Mind your own FoI business!

Shocking new statistics reveal that our university leads the field in the number of times it has refused to answer Freedom of Information requests

January 16, 2014

These new figures show that while the universities of York and Cumbria are major offenders, with respective refusal rates of 36 and 38 per cent, Poppleton easily tops the league with a rate of 72 per cent.

However, a member of our corporate staff with special responsibility for this area, who refused requests for his name, told our reporter Keith Ponting (30) that this high rate was largely a result of Poppleton being the recipient of an exceptionally large number of Freedom of Information requests that could only be described as “provocative”.

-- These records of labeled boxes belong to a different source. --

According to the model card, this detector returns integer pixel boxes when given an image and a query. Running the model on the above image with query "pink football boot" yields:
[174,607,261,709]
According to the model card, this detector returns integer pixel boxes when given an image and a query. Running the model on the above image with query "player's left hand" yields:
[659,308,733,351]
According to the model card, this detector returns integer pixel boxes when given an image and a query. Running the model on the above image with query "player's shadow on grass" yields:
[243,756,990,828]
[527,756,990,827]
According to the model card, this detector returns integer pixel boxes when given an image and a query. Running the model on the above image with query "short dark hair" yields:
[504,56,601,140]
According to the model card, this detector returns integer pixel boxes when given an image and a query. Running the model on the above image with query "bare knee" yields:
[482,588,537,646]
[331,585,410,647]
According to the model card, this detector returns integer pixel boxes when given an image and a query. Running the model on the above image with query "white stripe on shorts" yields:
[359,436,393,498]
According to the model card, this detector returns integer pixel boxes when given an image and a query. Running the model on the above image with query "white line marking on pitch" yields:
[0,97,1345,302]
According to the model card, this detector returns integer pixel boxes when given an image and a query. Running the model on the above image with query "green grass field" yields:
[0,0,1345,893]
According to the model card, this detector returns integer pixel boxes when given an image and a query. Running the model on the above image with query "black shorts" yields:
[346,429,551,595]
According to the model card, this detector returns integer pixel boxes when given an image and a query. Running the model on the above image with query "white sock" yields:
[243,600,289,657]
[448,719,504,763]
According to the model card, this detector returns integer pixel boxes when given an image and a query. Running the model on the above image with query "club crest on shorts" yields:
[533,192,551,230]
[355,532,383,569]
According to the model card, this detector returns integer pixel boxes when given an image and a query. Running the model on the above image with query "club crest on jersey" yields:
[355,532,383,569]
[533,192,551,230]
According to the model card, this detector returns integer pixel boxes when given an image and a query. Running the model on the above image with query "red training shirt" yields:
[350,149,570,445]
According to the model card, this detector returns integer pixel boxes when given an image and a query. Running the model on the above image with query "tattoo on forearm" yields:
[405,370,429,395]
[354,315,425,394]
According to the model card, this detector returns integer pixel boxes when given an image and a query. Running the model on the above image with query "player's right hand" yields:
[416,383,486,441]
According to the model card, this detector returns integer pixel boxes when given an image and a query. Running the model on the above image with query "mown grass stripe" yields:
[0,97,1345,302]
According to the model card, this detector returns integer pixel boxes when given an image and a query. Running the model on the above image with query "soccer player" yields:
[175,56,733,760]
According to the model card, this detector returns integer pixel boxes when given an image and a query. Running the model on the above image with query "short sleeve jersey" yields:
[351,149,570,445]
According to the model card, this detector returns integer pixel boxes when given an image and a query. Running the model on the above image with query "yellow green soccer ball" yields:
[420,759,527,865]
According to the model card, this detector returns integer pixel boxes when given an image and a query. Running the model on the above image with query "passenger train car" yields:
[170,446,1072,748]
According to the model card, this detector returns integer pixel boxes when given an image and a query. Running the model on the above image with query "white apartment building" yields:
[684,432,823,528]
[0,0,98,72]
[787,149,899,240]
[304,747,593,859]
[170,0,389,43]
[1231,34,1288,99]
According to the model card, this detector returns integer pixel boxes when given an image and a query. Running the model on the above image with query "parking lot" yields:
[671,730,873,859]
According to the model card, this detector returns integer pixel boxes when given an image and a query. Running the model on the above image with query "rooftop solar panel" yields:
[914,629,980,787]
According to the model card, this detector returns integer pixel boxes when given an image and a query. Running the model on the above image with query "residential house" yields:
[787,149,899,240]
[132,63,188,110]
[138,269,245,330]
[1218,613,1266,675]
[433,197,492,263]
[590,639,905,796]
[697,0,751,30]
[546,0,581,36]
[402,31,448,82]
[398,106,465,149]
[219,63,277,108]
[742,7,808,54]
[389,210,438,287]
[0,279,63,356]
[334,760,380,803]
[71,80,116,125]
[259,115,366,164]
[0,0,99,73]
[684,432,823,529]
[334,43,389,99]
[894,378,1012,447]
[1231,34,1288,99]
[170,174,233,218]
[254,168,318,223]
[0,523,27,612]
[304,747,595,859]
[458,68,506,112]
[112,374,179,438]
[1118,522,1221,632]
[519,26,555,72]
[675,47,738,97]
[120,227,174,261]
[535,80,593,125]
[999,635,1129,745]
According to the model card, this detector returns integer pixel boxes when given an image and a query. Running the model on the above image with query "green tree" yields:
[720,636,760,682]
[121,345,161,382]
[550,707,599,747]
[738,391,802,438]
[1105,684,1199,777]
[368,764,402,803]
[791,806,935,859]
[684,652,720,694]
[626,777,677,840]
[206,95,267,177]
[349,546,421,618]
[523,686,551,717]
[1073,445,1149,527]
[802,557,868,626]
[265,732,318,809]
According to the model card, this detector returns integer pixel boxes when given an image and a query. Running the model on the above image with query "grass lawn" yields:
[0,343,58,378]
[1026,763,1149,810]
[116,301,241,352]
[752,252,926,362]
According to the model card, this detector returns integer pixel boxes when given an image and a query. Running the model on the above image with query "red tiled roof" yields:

He listed such requests as the following:

  • How many times a week on average is your vice-chancellor seriously intoxicated?
  • When is Dr Piercemüller going to resume his duties?
  • What on earth was going on between Jennifer Doubleday and Dr Derek Quintock in the Squash Court changing rooms last Thursday evening?
  • Who exactly is responsible for the pervasive smell of marijuana in the Senior Common Room of Michael Gove College?
  • Considering the cost of taking a degree at Poppleton University and considering the likelihood of obtaining any sort of employment after graduation, wouldn’t a potential applicant be better off altogether if they stayed at home in bed for the next three years?
  • When is Keith Ponting’s birthday?
  • When are you going to answer any of these Freedom of Information requests?

In response to further questions from Ponting, the anonymous spokesperson insisted that there was no particular significance in the news that the official title of his current post was Head of Freedom of Information Refusals.


What kind of fraud am I?

Ruth Barcan, a senior lecturer in the department of gender and cultural studies at the University of Sydney, has identified a form of academic anxiety that she describes as “feelings of fraudulence”, the sense among academics that they are somehow not in the right job.

One of our own academics, Mr Ted Odgers of the Department of Media and Cultural Studies, described this finding as having “revolutionary import”.

He told The Poppletonian that he “often felt” that he was in the wrong job. “I look at the headed notepaper on my desk with the university logo at its head. I look at the signs in the car park that announce that it is a university car park. I look at the noticeboard that details university seminars and university lectures and university examinations. But despite all this evidence, I am constantly assailed by the thought that I am working on a fast-moving factory conveyor belt.”

Louise Bimpson, the Corporate Director of our ever-expanding Human Resources team, said that this was not the first time that individual academics had suffered from the unfortunate delusion that they were working on an assembly line. However, she claimed that she and her staff had successfully restored many of these deluded sufferers to full psychological health by allowing them to handle the university mace.


Thought for the week

(contributed by Jennifer Doubleday, Head of Personal Development)

Please note: In last week’s column on “How to lose five pounds in 24 hours without willpower”, the phrase “ruthlessly cut out those large chunks of fat” was, of course, a culinary rather than a surgical injunction.